Masyarakat kini dapat mengetahui kategori kelompok ekonomi mereka melalui layanan cek desil bantuan sosial (bansos) secara daring. Proses pengecekan ini hanya memerlukan Nomor Induk Kependudukan (NIK) KTP tanpa harus mendatangi kantor kelurahan.
Dilansir dari Bansos, kemudahan akses digital ini disediakan oleh Kementerian Sosial (Kemensos) untuk transparansi data penerima bantuan. Melalui pengecekan tersebut, warga bisa memantau status kepesertaan mereka untuk pencairan bansos pada April 2026.
Data yang ditampilkan tidak hanya menunjukkan status penerimaan, tetapi juga posisi desil dalam basis data sosial ekonomi nasional. Hasil ini menjadi indikator utama bagi pemerintah untuk menentukan kelayakan penerima bantuan seperti PKH dan BPNT.
Terdapat dua cara praktis yang bisa digunakan masyarakat untuk mengakses informasi data sosial ini selama perangkat terhubung dengan internet. Cara pertama adalah melalui aplikasi resmi yang dikembangkan oleh pemerintah.
Pengguna dapat mengunduh aplikasi Cek Bansos melalui toko aplikasi di ponsel pintar. Setelah terpasang, pilih menu khusus pengecekan, masukkan NIK KTP, lalu klik tombol cari data untuk memproses informasi secara otomatis.
Sistem akan menampilkan rincian lengkap yang meliputi nama identitas, kelompok desil, hingga status aktif sebagai penerima manfaat. Selain melalui aplikasi, masyarakat juga dapat mengakses situs resmi yang dikelola langsung oleh Kemensos melalui peramban Google.
Memahami Klasifikasi Desil dalam Bantuan Sosial
Desil merupakan sistem kategorisasi yang membagi tingkat kesejahteraan masyarakat ke dalam sepuluh tingkatan berbeda. Mekanisme ini membantu pemerintah dalam melakukan pemetaan agar distribusi bantuan sosial bisa tepat sasaran.

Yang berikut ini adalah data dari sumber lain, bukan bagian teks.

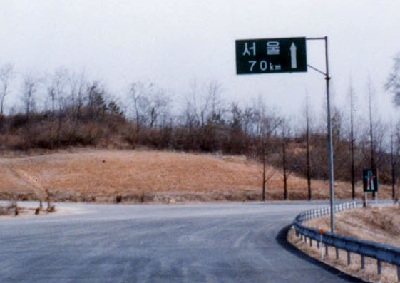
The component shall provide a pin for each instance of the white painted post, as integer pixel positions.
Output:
(379, 266)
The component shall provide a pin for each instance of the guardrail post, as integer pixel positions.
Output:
(379, 266)
(362, 262)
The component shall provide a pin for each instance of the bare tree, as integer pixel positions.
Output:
(371, 132)
(78, 85)
(393, 81)
(268, 124)
(137, 93)
(6, 75)
(30, 88)
(352, 138)
(394, 157)
(308, 118)
(288, 164)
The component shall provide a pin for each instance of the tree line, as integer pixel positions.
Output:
(77, 112)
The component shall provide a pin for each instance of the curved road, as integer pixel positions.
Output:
(153, 243)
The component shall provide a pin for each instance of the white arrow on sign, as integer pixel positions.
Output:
(293, 55)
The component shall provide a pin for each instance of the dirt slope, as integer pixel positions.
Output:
(104, 175)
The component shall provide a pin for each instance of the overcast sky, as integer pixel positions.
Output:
(173, 42)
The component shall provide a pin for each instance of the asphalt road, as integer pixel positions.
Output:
(154, 243)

Angka desil yang rendah menunjukkan tingkat ekonomi yang lebih kecil, sehingga kelompok tersebut mendapatkan prioritas lebih tinggi. Data ini dikelola secara terintegrasi antara Kementerian Sosial dengan Badan Pusat Statistik (BPS).

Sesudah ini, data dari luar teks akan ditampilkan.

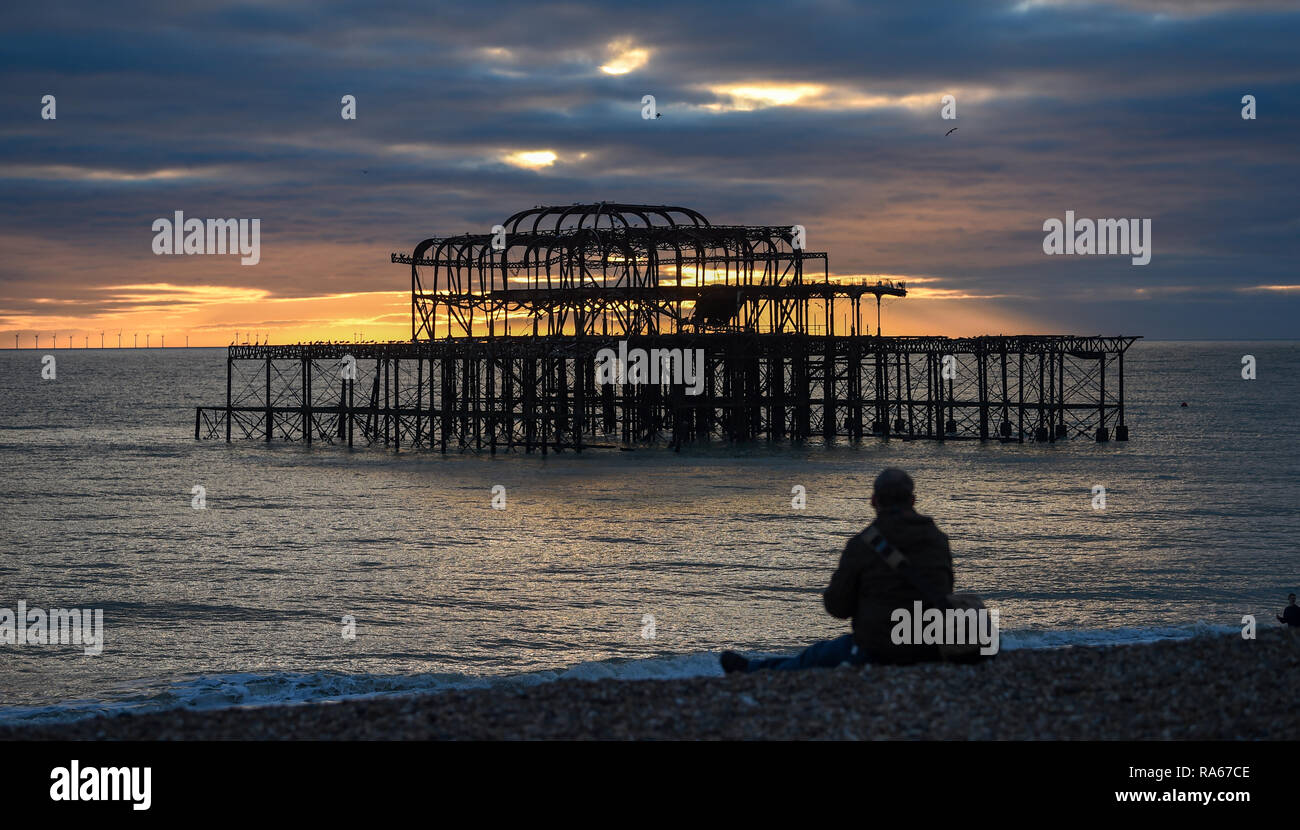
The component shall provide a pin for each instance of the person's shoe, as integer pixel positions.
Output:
(732, 661)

| Kelompok Desil | Klasifikasi Ekonomi | Jenis Program Bantuan |
|---|---|---|
| Desil 1 | Miskin Ekstrem (10% Terbawah) | PKH, BPNT, PBI-JK, ATENSI |
| Desil 2 | Miskin | PKH, BPNT, PBI-JK, ATENSI |
| Desil 3 | Hampir Miskin | PKH, BPNT, PBI-JK, ATENSI |
| Desil 4 | Rentan Miskin | PKH, BPNT, PBI-JK, ATENSI |
| Desil 5 | Menuju Kelas Menengah | BPNT, PBI-JK, ATENSI |
Masyarakat yang berada pada kelompok desil 6 hingga 10 umumnya tidak menjadi prioritas utama dalam penyaluran bantuan sosial. Hal ini dikarenakan kelompok tersebut dinilai memiliki kondisi ekonomi yang sudah lebih stabil secara mandiri.
Kendala Status Penerimaan dan Solusi Pemutakhiran Data
Ada kalanya seseorang masuk dalam kelompok desil prioritas namun tidak terdaftar sebagai penerima manfaat bansos. Beberapa penyebab teknis meliputi data yang belum diverifikasi atau ketidaklengkapan administrasi kependudukan.
Selain itu, regulasi menetapkan bahwa anggota keluarga dari ASN, TNI, Polri, serta pegawai BUMN atau BUMD tidak diperkenankan menerima bantuan. Langkah ini diambil guna menjaga integritas penyaluran dana negara kepada pihak yang benar-benar membutuhkan.
Jika terdapat ketidaksesuaian antara data digital dengan kondisi ekonomi yang sebenarnya, masyarakat dapat menempuh jalur pemutakhiran data. Opsi ini tersedia secara luring dengan mendatangi dinas sosial atau kantor desa setempat.
Bagi yang lebih memilih jalur digital, aplikasi Cek Bansos menyediakan menu usulan untuk mengajukan permohonan mandiri. Pembaruan data dilakukan pemerintah secara berkala setiap tiga bulan guna memastikan akurasi data tetap terjaga.